O2 Micro appealed, arguing that the district court’s appointment of an independent
expert witness who testified on the merits unduly burdened its Seventh Amendment
right to trial by jury. According to O2 Micro, the district court appointed the expert
because it believed that the technical issues were too complex for a jury, in violation
of established Ninth Circuit precedent that there is no “complexity exception” to a
litigant’s Seventh Amendment rights. O2 Micro also argued that the expert’s
testimony relieved the jury of its tasks.
IP Litigation Alert
The Decision
The appointment of an independent expert is a
procedural ruling reviewable under regional circuit
law. In reviewing this Northern District of
California case, the Federal Circuit applied Ninth
Circuit law with respect to Rule 706. The Ninth
Circuit reviews the decision to appoint a Rule 706
expert for an abuse of discretion. Acknowledging
that “[c]ourts and commentators alike have
remarked that Rule 706 should be invoked only in
rare and compelling circumstances,” the Federal
Circuit nevertheless noted that Ninth Circuit law
allows “wide latitude” for judges to do so. The
Federal Circuit further found that the district court
properly administered the standards set by Rule 706:
The court had allowed the parties to show cause why
an expert witness should not be appointed; over O2
Micro’s objections, the court instructed the parties to
confer upon a mutually agreeable witness; the court
provided detailed written instructions to the expert
regarding his duties; the court ordered the
independent expert to make himself available for
depositions and for examination at trial; the court
instructed the parties to share the expert’s fees and
expenses; and the court did not limit in any way the
parties’ ability to call their own experts, and allowed
these experts to attack, support or supplement the
independent expert's testimony. Finally, the court
instructed the jury that it should not assign the
independent expert’s opinion greater inherent weight
because of his independent status.
The Federal Circuit also rejected O2 Micro’s
argument that the expert’s testimony relieved the
jury of its tasks as policy arguments against Rule
706, noting that Congress had considered and
rejected the very same arguments during the framing
of Rule 706, and that the Supreme Court has long
recognized the constitutionality of court-appointed
experts. The Federal Circuit also pointed out that
the record did not show that O2 Micro’s jury
demand or Seventh Amendment rights were denied
or encumbered.
As a result, the Federal Circuit found that the
district court did not abuse its discretion where it
was “confronted by what it viewed as an unusually
complex case and what appeared to be starkly
conflicting expert testimony.”
Analysis
Monolithic Power affirms the authority of the
district court to appoint an independent technical
expert witness under Rule 706 to testify on the
merits of a patent case to a jury, provided that
certain procedures are followed and subject to the
law of the applicable circuit on Rule 706 experts.
As a result, courts now may be more willing to
appoint independent technical expert witnesses in
patent cases to provide guidance and clarity to the
jury on complex technical issues.
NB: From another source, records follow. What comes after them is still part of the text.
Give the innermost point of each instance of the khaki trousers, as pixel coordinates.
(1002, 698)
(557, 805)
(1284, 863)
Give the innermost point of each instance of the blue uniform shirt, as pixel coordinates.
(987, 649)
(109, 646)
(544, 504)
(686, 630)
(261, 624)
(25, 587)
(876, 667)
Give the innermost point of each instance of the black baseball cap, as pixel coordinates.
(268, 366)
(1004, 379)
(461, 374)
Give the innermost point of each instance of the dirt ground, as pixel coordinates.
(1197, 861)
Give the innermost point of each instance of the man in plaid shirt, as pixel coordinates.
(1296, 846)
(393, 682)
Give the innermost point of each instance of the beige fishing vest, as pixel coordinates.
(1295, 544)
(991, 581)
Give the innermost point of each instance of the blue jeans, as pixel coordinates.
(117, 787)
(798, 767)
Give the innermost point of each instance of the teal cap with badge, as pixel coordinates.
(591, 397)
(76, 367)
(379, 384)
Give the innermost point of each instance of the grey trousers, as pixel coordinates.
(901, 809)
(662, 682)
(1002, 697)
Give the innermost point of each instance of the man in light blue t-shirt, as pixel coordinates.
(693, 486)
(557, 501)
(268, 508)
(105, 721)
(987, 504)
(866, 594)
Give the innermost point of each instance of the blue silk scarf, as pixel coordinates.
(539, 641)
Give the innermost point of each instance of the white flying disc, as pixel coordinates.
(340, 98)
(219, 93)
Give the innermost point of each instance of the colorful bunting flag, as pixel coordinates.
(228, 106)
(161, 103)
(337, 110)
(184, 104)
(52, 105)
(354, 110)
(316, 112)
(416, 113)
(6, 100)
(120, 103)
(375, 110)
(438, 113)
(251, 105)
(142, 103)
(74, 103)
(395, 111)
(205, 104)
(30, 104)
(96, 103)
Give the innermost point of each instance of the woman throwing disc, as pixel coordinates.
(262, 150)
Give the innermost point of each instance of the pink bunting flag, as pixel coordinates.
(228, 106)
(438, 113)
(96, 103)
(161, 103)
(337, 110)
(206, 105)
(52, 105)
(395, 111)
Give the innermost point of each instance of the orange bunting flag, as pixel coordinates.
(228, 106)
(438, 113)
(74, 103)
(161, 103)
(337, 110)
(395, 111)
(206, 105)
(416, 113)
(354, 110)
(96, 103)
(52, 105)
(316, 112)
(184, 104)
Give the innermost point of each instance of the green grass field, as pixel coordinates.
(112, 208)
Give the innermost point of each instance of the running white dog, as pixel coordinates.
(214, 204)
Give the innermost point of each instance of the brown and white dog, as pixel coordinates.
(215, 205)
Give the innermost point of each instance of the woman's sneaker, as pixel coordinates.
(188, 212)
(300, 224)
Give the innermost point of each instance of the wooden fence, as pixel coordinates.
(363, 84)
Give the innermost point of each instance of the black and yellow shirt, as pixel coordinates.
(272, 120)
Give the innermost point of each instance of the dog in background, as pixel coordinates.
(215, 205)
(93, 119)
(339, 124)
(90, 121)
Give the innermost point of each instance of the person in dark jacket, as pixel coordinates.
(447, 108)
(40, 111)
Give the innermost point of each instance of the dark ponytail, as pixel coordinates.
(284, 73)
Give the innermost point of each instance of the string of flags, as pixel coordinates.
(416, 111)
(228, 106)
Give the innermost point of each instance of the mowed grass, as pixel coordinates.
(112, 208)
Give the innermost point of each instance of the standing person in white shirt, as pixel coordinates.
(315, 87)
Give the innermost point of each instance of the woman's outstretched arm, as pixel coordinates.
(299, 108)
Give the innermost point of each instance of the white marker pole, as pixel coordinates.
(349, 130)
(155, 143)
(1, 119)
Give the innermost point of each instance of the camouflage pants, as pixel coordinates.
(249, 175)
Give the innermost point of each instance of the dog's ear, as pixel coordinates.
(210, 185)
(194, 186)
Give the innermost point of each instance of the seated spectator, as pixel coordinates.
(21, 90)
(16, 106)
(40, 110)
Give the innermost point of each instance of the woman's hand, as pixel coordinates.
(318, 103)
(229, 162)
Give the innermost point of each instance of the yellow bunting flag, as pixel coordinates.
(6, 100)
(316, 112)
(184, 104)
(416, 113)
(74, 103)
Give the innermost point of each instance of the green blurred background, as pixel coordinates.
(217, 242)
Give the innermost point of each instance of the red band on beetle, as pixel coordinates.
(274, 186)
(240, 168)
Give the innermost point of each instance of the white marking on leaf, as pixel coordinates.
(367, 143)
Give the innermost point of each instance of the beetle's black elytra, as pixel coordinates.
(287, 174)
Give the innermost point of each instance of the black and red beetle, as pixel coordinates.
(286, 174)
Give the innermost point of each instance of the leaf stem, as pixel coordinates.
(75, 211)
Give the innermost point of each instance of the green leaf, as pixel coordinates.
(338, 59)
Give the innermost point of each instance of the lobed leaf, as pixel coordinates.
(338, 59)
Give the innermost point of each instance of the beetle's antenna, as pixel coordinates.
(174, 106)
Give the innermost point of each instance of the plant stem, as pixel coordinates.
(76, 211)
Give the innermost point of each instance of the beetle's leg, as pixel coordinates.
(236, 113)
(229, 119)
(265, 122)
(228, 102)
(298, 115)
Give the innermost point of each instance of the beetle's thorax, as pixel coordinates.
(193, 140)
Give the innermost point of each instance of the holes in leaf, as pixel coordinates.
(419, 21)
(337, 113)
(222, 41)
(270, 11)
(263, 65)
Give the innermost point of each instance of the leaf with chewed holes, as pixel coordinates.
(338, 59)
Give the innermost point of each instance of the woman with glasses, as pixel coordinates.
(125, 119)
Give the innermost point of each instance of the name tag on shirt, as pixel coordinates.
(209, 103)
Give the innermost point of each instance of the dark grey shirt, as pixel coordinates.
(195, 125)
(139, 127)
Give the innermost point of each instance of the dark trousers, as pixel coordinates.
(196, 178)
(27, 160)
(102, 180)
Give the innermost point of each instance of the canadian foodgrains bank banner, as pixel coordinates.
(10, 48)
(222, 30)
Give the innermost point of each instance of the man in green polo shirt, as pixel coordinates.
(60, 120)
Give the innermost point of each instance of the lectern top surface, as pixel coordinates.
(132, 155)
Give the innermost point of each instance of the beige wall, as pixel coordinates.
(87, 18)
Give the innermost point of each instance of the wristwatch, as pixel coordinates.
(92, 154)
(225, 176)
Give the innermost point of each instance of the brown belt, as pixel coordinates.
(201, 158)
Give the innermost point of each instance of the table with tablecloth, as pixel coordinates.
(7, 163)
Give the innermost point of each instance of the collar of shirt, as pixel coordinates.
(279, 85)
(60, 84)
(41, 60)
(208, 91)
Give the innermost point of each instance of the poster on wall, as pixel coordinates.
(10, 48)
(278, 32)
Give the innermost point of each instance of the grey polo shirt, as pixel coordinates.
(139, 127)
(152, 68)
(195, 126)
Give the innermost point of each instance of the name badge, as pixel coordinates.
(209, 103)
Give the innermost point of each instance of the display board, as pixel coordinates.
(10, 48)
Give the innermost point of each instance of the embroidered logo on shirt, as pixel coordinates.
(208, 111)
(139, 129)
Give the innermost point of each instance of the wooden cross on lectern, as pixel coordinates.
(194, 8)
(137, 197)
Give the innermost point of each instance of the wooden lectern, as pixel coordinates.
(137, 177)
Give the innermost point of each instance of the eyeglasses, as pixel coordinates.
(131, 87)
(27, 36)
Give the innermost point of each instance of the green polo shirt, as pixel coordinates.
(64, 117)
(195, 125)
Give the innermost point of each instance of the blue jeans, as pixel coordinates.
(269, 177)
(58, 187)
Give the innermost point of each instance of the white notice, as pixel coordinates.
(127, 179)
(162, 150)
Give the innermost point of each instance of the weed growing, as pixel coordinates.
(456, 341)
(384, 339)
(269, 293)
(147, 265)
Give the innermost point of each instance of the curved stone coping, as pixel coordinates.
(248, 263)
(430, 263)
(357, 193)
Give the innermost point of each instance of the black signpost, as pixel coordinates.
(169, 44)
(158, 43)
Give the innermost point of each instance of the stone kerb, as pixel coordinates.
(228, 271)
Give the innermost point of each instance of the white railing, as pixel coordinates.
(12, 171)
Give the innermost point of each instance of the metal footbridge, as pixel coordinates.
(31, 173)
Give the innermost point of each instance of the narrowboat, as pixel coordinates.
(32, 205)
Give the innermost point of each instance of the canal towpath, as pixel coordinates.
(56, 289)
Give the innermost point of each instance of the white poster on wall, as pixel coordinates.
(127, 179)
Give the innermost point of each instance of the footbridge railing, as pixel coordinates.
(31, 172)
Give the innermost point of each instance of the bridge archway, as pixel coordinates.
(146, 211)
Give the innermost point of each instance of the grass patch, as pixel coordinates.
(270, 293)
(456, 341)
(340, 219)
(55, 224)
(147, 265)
Although the
Federal Circuit found that the district court in
Monolithic Power was “confronted by what it
viewed as an unusually complex case and what
appeared to be starkly conflicting expert testimony,”
it might be expected that many close patent cases 1)
would be complex and 2) would have conflicting
expert testimony. In other words, many patent cases
may present appropriate circumstances for
appointing an independent testifying expert witness.
Accordingly, litigants in patent cases should be alert
to the opportunities for proposing an independent
technical expert witness. Similarly, the prospect of
having an independent expert appointed will likely
compel litigants to vet their positions thoroughly. If
appointment of such an expert becomes more
frequent, the attending uncertainty over the
independent expert witness’ testimony may affect
settlements and, ultimately, which cases go to trial.